陆昌耿所料不差,正是一队官兵从长沙追了过来。
原来,陆昌耿走后,刘道一点起几个人装扮成牧人,身穿灰白色短袄,脚穿稻草鞋,青布缠头再戴上一个竹帽,专拣茂林中的曲折小径,一路南行,每匹马背上都驮着一个麻布口袋,口袋里胀鼓鼓的。
一支长长的马队在湘中山区的林中穿梭,那马儿时而奋蹄时而啃几口嫩草,总是分散在一条线上,这些马似乎经过长沙长期训练过的,一马嘶鸣,众马竖耳凝目注视四方,若一马疾奔,众马扬蹄。
长沙与湘潭毗邻而居,刘道一等人走了几日,已接近渌口地段,健马似有疲倦之状,刘道一牵马选择了一处湘江水缓处,让马儿饮水,刘道一挽起裤脚,脱下草鞋跃入水中,浇水洗马,四十匹马一字儿排开,在阳光暗淡的湘江岸边,若一条长龙伏岸饮水,身上油光水滑,洋溢着兴奋的激情。
刘道一看看马匹洗静,便牵马到林中草地上歇息。
刘道一知道此处离回龙山忠义堂已是不远,让马儿歇歇脚,吃点草,岂不更有精神。想到此,他在一棵树旁坐下,就在这时,好几匹奔马疾驰而来。
刘道一猛地站起身,拔出手枪,同时招呼另外四人作好准备。
马蹄急响一阵过后,偶然又没了响声,刘道一颇感纳闷,举目下望,原来有十来匹马,停歇在他们刚才洗马的地方,十来个人全都跳下了马,其中一位满脸粗短的胳腮胡子的人是这些人的头领,只见他立在沙滩上仔细地察看沙滩上杂乱的蹄印。

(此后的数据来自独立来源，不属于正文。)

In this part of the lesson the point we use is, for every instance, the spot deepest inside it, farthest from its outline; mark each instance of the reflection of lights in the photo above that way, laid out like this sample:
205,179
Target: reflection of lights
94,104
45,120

一人走到胳腮胡子的身旁:“罗股长,我看那些人马就隐藏在这附近!”
罗股长点了点头,然后抬起头向远方注视。
那人又说道:“我们何不上山去搜!”
“不行,他们隐藏在暗得,我们在明处!”
接着罗股长在那人耳边轻声地说了几句,那人便带着四人沿江岸边的小山脚下返回,自己也带着四人沿江岸向前追去。
原来罗股长乃是巡抚衙门的军警股长,名叫罗不泽。
罗不泽乃武举出身,武功不弱,且骑得一匹快马,尤其是一手枪法,更是举世无双。他是陆元锭的得力助手,陆元锭曾称他是“神枪手”。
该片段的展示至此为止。